O Partido da Unidade Nacional (PUN) defendeu a realização de uma consulta nacional soberana e a formação de um governo de transição civil como solução para romper o ciclo de instabilidade crónica que marca a Guiné-Bissau desde a independência.
A proposta, assinada pelo líder do partido, Idriça Djaló, foi tornada pública esta quinta-feira, 26 de fevereiro, e surge na sequência do golpe de Estado de 26 de novembro de 2025, ocorrido na véspera da divulgação dos resultados eleitorais.
No documento, o PUN sustenta que o país nunca conseguiu consolidar instituições plenamente funcionais, tanto no período de partido único (1974-1992) como na fase multipartidária iniciada em 1994. O partido recorda episódios como o conflito armado de 1998, que devastou o parque industrial concentrado em Bissau, como exemplo da recorrência de ruturas político-militares.
Segundo a formação política, a economia nacional permanece excessivamente dependente da exportação de caju em bruto, enquanto disputas políticas se transformam, no seu entender, em redes de enriquecimento pessoal. Esse cenário, afirma o partido, contribui para o empobrecimento da população e para a intensificação da emigração juvenil.
O PUN identifica dois fatores recentes de agravamento da crise.
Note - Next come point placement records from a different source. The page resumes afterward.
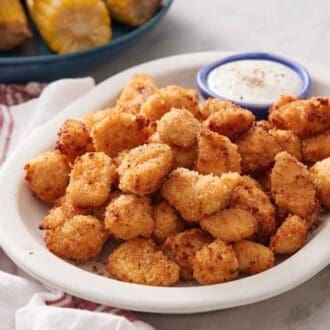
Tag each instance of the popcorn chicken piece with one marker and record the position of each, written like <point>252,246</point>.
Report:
<point>79,238</point>
<point>290,236</point>
<point>128,217</point>
<point>321,174</point>
<point>194,195</point>
<point>135,93</point>
<point>215,263</point>
<point>167,98</point>
<point>292,185</point>
<point>182,157</point>
<point>230,121</point>
<point>73,139</point>
<point>139,261</point>
<point>316,147</point>
<point>144,168</point>
<point>90,180</point>
<point>288,141</point>
<point>257,149</point>
<point>119,131</point>
<point>216,154</point>
<point>249,196</point>
<point>90,119</point>
<point>62,211</point>
<point>230,225</point>
<point>166,221</point>
<point>47,175</point>
<point>253,257</point>
<point>304,117</point>
<point>178,127</point>
<point>182,247</point>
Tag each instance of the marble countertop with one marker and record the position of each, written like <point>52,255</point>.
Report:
<point>295,28</point>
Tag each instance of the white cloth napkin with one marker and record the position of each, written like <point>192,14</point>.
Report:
<point>26,304</point>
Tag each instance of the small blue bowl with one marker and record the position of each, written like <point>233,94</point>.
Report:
<point>260,110</point>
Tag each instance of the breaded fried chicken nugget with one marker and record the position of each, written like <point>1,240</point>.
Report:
<point>167,98</point>
<point>292,185</point>
<point>73,139</point>
<point>119,131</point>
<point>143,169</point>
<point>166,221</point>
<point>79,238</point>
<point>257,149</point>
<point>216,154</point>
<point>253,257</point>
<point>290,236</point>
<point>182,247</point>
<point>194,195</point>
<point>129,216</point>
<point>139,261</point>
<point>321,174</point>
<point>249,196</point>
<point>316,147</point>
<point>178,127</point>
<point>230,121</point>
<point>215,263</point>
<point>48,176</point>
<point>135,93</point>
<point>90,180</point>
<point>230,225</point>
<point>303,117</point>
<point>90,119</point>
<point>288,141</point>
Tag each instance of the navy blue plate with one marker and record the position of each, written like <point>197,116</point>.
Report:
<point>34,61</point>
<point>260,110</point>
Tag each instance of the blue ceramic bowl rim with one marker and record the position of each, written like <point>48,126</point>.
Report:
<point>17,60</point>
<point>205,70</point>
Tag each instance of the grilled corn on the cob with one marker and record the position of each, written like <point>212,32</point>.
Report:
<point>71,25</point>
<point>132,12</point>
<point>13,24</point>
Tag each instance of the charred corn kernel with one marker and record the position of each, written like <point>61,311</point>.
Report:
<point>132,12</point>
<point>13,24</point>
<point>71,25</point>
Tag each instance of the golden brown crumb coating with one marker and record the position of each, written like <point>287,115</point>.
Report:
<point>321,174</point>
<point>215,263</point>
<point>290,236</point>
<point>194,195</point>
<point>48,176</point>
<point>90,119</point>
<point>143,169</point>
<point>292,185</point>
<point>90,180</point>
<point>167,98</point>
<point>229,120</point>
<point>257,149</point>
<point>230,225</point>
<point>182,247</point>
<point>303,117</point>
<point>316,147</point>
<point>249,196</point>
<point>253,257</point>
<point>135,93</point>
<point>79,238</point>
<point>73,139</point>
<point>178,127</point>
<point>216,154</point>
<point>119,131</point>
<point>128,217</point>
<point>166,221</point>
<point>139,261</point>
<point>288,141</point>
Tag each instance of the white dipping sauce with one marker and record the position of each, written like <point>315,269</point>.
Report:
<point>254,81</point>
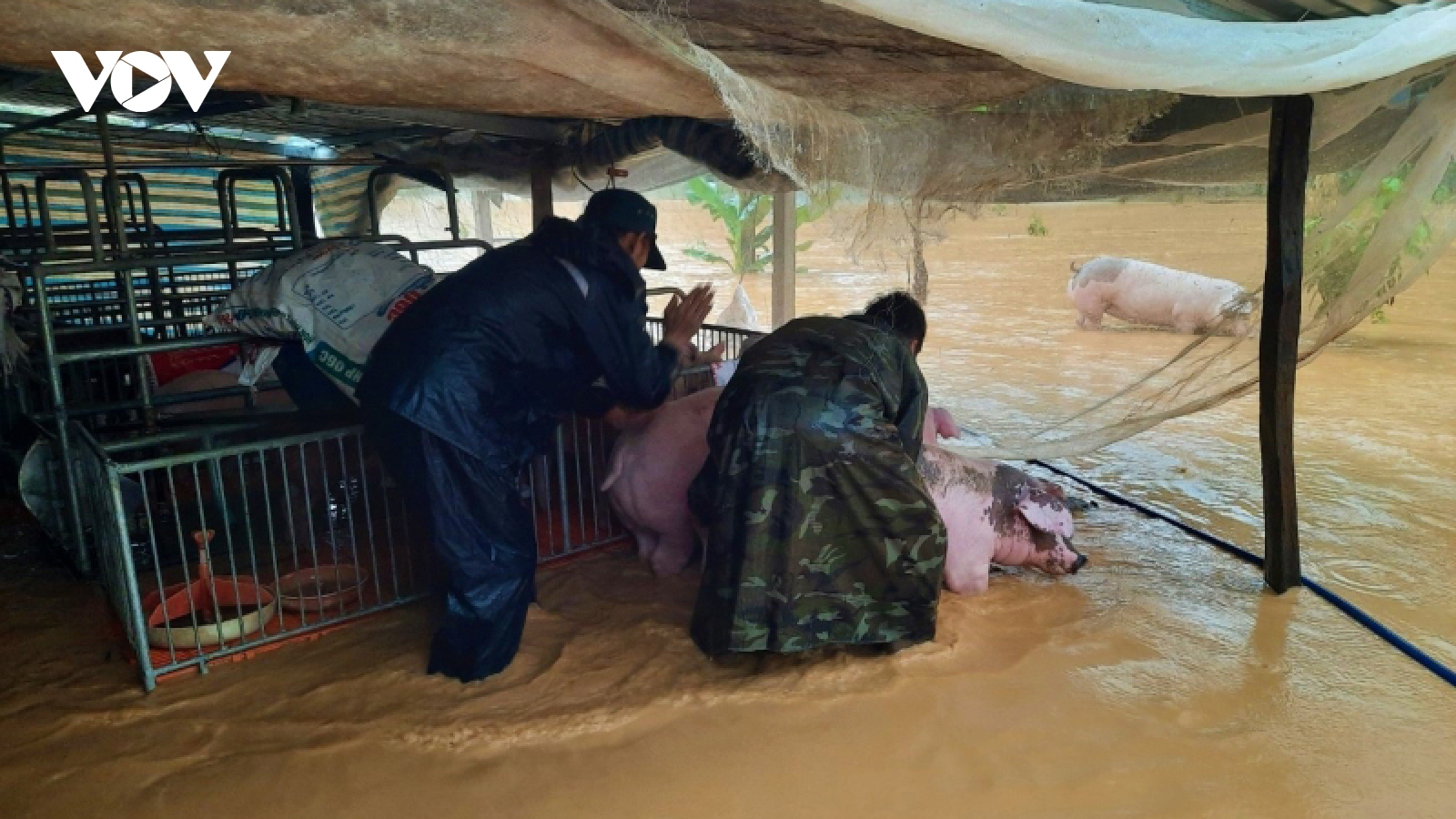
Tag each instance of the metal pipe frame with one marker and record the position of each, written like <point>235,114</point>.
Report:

Durante a campanha eleitoral, argumenta, alguns atores políticos terão incentivado antagonismos interétnicos, convertendo a solidariedade étnica, tradicionalmente mobilizada como instrumento eleitoral, numa ameaça direta à unidade nacional. Paralelamente, mensagens difundidas nas redes sociais teriam apelado a que militares rompessem com a hierarquia institucional, colocando em risco a coesão das forças armadas.
Perante este quadro, o partido propõe uma ampla consulta nacional envolvendo partidos políticos, sociedade civil, lideranças tradicionais e religiosas, bem como representantes das forças de defesa e segurança. A transição, segundo o PUN, deveria ser conduzida por civis sem passagem prévia pelo exercício do poder, preservando o papel republicano dos militares como garantes da estabilidade.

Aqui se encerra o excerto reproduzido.